第9話

──家の前に、車が到着する。



それでも中々私は車から出れない。

出ることができない。



「っ、やめて、やめてください…、やめてっ…」



ハアハア、と、肩で息をし、その人を押す。泣いている私に気づいた彼は「ごめんね車の中は嫌だよね」と、服の中に手を入れずっと素肌の背中をなぞっていた指先の動きをとめ、ゆっくりとそれが出ていく…。



「はやく俺に懐いてね」



と、笑う流雨が、いつまで経っても怖かった。












〝姫〟という存在になってから、私の生活は変わった。

毎朝1人で学校へ通っていたのに、朝、玄関を出れば黒髪で目つきの悪い男の人がそこにいる。



彼を見て、いつもいつも、流雨じゃない、晴陽じゃない。御幸じゃないと、心を落ち着かせていた。



柚李は毎朝、私を迎えに来る。

〝総長〟と〝姫〟を守ることが仕事の柚李…。



家にいる時以外の、私の落ち着かせる時間は、この朝の時だった。


学校は陰口ばかりだし、放課後の部屋に向かう車は今から部屋に行くと思うと嫌悪感があって。

帰りの車内はもちろん流雨がいるから…。




「体調、大丈夫だったか?」



私を守ってくれているらしい柚李が、玄関先でそう言ってきて。

流雨以外の何から守ってくれるんだろうと考えていた私は、その人に対して頷いた。



「柚李さん…」


「乗れよ」


「…はい…」



車に乗り込み、少しだけ穏やかな心だったから。「……昨日、家に、帰ったんですか…?」と柚李に質問をする。

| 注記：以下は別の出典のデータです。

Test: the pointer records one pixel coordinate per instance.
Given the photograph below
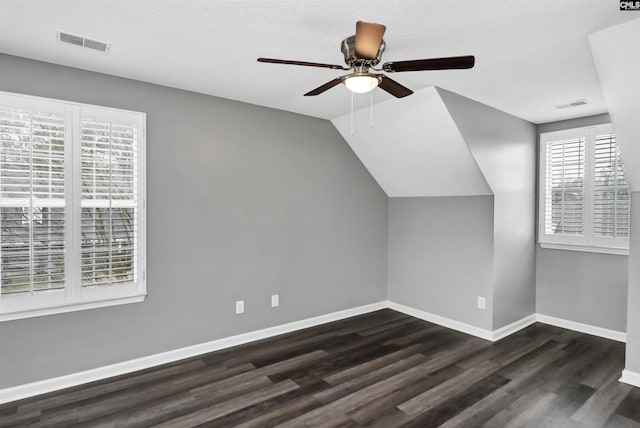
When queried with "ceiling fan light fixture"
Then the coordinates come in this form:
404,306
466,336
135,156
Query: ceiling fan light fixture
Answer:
361,83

助手席に座っている柚李は「…ああ」と返事をしてくれた。


運転手は何も喋らない。だから私も運転手の名前は知らない。



「弟がうるさいんだよ、宿題みてくれって」



そう言って呆れたように、笑う柚李…。

本当に、この時間だけが落ち着く…。

多分、優しい柚李は私の気持ちを理解して、こうして返事をくれるんだと思う。



柚李も気づいているから。

この時間が、私のストレス発散なのだと。

精神を狂わせないための、時間なのだと。




──…放課後になると、人が変わったように、目を閉じる男…。




「仲良いんですね…歳、離れてるのに…」



宿題ということは、多分、小学生…。



「そうだな」


「…柚李さんと似てるんですか?」


「……似てないな」



似てない…。

こうして会話が出来るのは、4人の中で柚李だけ…。